Requirements

Pleae install the following softare:

brew tap homebrew/science
brew install r
brew cask install rstudio

and these packages:

  • data.table
  • dplyr
  • dbplyr
  • devtools
  • roxygen2
  • tidyverse
  • shiny
  • xml2
  • rvest
  • robustbase
  • mvoutlier
  • Rcpp
    • including the compiler (Xcode from the MacAppStore on macOS or for Windows Rtools
    • if everything is set up, the follwing line should return 4:
Rcpp::evalCpp("2+2")
  • replyr
  • sparklyR
  • rmarkdown
  • xtable
  • stargazer

Additionally, some packages with data sets are required:

This line installs all the packages:

install.packages(c("data.table","dplyr","dbplyr","devtools","roxygen2","tidyverse","shiny","xml2","rvest","robustbase","mvoutlier","Rcpp", "replyr", "rmarkdown", "xtable", "stargazer"))
devtools::install_github("rstudio/sparklyr",lib="")
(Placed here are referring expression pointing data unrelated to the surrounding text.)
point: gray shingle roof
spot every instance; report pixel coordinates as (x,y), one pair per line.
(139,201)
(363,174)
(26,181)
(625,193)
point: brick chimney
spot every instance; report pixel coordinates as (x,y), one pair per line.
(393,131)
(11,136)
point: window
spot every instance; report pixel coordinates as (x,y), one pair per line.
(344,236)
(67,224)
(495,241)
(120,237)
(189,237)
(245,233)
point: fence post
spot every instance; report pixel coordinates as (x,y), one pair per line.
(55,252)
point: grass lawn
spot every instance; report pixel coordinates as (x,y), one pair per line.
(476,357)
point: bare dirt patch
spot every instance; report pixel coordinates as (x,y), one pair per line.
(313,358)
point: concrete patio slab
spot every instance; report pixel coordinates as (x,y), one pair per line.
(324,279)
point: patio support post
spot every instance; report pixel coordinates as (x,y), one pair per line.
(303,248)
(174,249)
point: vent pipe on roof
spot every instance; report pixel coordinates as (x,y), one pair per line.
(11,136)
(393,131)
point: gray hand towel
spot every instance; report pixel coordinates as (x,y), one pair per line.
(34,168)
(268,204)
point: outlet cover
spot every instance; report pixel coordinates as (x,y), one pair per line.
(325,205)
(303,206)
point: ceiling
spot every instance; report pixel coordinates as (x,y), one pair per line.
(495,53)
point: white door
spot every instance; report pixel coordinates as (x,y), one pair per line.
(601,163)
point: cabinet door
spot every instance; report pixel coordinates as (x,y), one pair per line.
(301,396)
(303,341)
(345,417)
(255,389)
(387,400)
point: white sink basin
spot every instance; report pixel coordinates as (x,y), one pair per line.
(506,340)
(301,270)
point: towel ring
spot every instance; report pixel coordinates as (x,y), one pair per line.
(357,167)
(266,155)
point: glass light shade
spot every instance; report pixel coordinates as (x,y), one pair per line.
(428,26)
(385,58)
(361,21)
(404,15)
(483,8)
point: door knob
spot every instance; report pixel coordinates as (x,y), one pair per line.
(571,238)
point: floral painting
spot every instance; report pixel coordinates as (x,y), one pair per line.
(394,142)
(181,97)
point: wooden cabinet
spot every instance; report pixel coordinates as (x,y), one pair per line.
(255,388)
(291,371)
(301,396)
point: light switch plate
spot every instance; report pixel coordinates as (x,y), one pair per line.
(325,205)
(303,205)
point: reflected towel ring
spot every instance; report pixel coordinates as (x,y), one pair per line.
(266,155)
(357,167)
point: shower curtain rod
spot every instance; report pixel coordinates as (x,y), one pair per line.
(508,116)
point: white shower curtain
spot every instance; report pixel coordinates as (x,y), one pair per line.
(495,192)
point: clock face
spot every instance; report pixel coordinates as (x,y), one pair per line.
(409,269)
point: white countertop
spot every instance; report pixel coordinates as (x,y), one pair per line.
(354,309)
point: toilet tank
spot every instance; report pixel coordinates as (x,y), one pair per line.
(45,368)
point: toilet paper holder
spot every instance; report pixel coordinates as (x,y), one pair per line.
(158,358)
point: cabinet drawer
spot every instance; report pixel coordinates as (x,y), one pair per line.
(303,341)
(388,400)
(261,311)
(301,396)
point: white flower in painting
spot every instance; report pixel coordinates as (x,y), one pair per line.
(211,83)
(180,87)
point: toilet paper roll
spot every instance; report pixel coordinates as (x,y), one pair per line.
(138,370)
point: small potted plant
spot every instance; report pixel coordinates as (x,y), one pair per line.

# some data to analyze later on
install.packages(c("nycflights13", "Lahman"))

Preparations for the talks / labs

R for HPC and big data

Java8 i.e. JRE8 or JDK8 should be installed.

On the first run you also must download spark. First check for available versions spark_available_versions() Then, download the latest version of spark. Currently, this is 2.2.0:

library(sparklyr)
spark_install(version = "2.2.0", hadoop_version = "2.7")